Each and Every Child

This new initiative aims to tell a compelling story about children and young people in the care system, transforming the public narrative and mobilising people and communities to help improve their life chances.

Informed by robust research and the established practice of ‘reframing’, the Each and Every Child initiative will create the scale that is needed to influence public opinion and make a positive difference to the lives of children and young people.

It is a partnership project between CELCIS, Esmée Fairbairn Foundation, Life Changes Trust, The Robertson Trust, Scottish Government and Social Work Scotland, and will be hosted by The Robertson Trust.

Since 2017, the collaboration has worked with the FrameWorks Institute, internationally recognised experts in utilising communications to support social change. This collaboration has, to date, encompassed two distinct phases of research, with the Each and Every Child Initiative now the essential next step to ensure the evidence which emerged from this work is now put into practice.
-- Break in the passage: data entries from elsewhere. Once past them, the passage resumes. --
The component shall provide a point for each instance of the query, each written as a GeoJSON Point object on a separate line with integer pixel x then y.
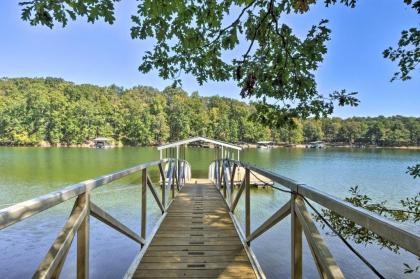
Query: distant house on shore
{"type": "Point", "coordinates": [265, 144]}
{"type": "Point", "coordinates": [316, 144]}
{"type": "Point", "coordinates": [102, 142]}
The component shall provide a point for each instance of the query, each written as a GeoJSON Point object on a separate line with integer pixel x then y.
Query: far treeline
{"type": "Point", "coordinates": [51, 111]}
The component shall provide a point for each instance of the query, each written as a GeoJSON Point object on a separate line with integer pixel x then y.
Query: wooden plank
{"type": "Point", "coordinates": [296, 242]}
{"type": "Point", "coordinates": [183, 265]}
{"type": "Point", "coordinates": [195, 273]}
{"type": "Point", "coordinates": [274, 219]}
{"type": "Point", "coordinates": [106, 218]}
{"type": "Point", "coordinates": [316, 241]}
{"type": "Point", "coordinates": [193, 254]}
{"type": "Point", "coordinates": [198, 244]}
{"type": "Point", "coordinates": [62, 244]}
{"type": "Point", "coordinates": [195, 259]}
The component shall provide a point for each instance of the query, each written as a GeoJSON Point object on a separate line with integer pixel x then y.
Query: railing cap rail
{"type": "Point", "coordinates": [384, 227]}
{"type": "Point", "coordinates": [22, 210]}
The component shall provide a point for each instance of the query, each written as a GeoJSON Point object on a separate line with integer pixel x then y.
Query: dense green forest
{"type": "Point", "coordinates": [53, 111]}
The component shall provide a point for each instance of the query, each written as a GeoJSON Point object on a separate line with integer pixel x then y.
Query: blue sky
{"type": "Point", "coordinates": [105, 54]}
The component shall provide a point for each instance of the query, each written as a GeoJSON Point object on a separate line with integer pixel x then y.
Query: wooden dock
{"type": "Point", "coordinates": [198, 234]}
{"type": "Point", "coordinates": [197, 239]}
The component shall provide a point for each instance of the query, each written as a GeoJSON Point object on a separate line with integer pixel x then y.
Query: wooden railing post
{"type": "Point", "coordinates": [83, 241]}
{"type": "Point", "coordinates": [223, 178]}
{"type": "Point", "coordinates": [162, 178]}
{"type": "Point", "coordinates": [173, 184]}
{"type": "Point", "coordinates": [143, 202]}
{"type": "Point", "coordinates": [247, 205]}
{"type": "Point", "coordinates": [296, 245]}
{"type": "Point", "coordinates": [232, 183]}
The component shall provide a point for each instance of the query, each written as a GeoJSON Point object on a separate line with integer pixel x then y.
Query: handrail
{"type": "Point", "coordinates": [302, 221]}
{"type": "Point", "coordinates": [25, 209]}
{"type": "Point", "coordinates": [78, 221]}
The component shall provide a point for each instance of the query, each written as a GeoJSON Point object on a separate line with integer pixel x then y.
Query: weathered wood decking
{"type": "Point", "coordinates": [197, 239]}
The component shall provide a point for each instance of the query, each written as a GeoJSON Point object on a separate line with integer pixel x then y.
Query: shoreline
{"type": "Point", "coordinates": [244, 146]}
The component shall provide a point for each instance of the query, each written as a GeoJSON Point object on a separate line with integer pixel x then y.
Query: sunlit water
{"type": "Point", "coordinates": [29, 172]}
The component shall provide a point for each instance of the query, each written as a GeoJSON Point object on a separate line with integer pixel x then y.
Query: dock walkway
{"type": "Point", "coordinates": [197, 239]}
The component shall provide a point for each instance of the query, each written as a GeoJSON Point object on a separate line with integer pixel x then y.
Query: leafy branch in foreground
{"type": "Point", "coordinates": [414, 171]}
{"type": "Point", "coordinates": [274, 66]}
{"type": "Point", "coordinates": [409, 211]}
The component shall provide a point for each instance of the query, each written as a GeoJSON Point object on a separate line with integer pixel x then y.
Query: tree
{"type": "Point", "coordinates": [312, 131]}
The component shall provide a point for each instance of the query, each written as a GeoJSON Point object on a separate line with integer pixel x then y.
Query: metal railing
{"type": "Point", "coordinates": [78, 222]}
{"type": "Point", "coordinates": [223, 173]}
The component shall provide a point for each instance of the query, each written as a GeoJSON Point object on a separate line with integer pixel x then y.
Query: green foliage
{"type": "Point", "coordinates": [414, 171]}
{"type": "Point", "coordinates": [276, 68]}
{"type": "Point", "coordinates": [53, 111]}
{"type": "Point", "coordinates": [407, 52]}
{"type": "Point", "coordinates": [409, 211]}
{"type": "Point", "coordinates": [192, 37]}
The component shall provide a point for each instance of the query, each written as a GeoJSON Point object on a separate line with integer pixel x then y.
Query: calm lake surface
{"type": "Point", "coordinates": [29, 172]}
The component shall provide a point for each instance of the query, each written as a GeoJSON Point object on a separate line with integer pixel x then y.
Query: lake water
{"type": "Point", "coordinates": [29, 172]}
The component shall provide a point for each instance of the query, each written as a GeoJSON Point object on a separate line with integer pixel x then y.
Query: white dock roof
{"type": "Point", "coordinates": [187, 141]}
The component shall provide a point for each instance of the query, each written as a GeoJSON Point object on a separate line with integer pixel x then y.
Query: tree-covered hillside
{"type": "Point", "coordinates": [54, 111]}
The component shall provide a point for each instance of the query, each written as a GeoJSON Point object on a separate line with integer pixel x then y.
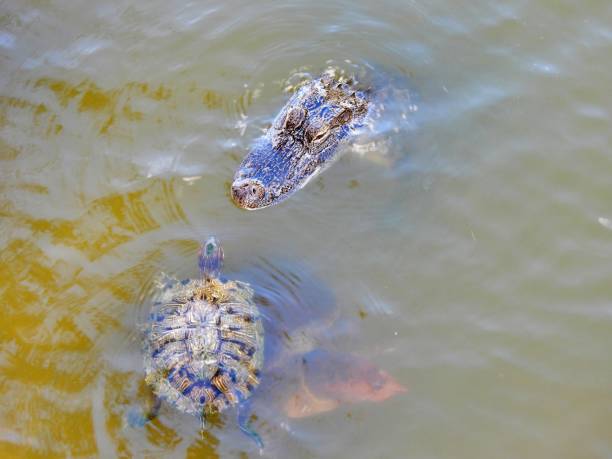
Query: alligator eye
{"type": "Point", "coordinates": [345, 116]}
{"type": "Point", "coordinates": [295, 117]}
{"type": "Point", "coordinates": [321, 136]}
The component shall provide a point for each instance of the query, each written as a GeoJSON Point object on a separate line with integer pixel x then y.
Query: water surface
{"type": "Point", "coordinates": [476, 270]}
Phase 1 helped to build an understanding of what the ‘experts’ (people with lived experience and professional experience) believe are the important themes around care experience. The results of this research were then compared with findings from research with the general public. This research, Seeing and Shifting the Roots of Opinion, and Slipping Through the Cracks, enabled us to better understand where there are communication challenges for those wishing to campaign and advocate for progressive approaches to supporting children and young people with care experience. Three key communications challenges were highlighted:  

  • Children and young people with experience of the care system are seen as “forever damaged” as a result of factors such as trauma and neglect
  • The care system itself is viewed as dysfunctional and unable to provide the loving, nurturing care that children and young people need to thrive
  • The public considers that children and young people generally end up in care due to poor parenting and bad choices

Phase 2 focused on testing reframing strategies to counteract these communication challenges, resulting in a series of evidence-based recommendations (not yet publicly available) to support people with care experience and their supporters to tell a different story about the care system and the children and young people in it. From this work an easily accessible Toolkit will be produced to help people put the findings into practice.  The Each and Every Child Initiative is Phase 3 of this work and will focus on implementation, taking this body of research, and the practical tools derived from it, and putting it into practice through those working and advocating in the field of care experience.

Following the publication of The Promise (the findings of the Independent Care Review), and the growth of a movement around care experience, there is a particularly enabling context in which to situate this work. Across the UK and beyond, Scotland is currently being viewed as taking a leading role in ground-breaking work to reimagine care for children and young people and creating a fresh, inspiring narrative around care experience.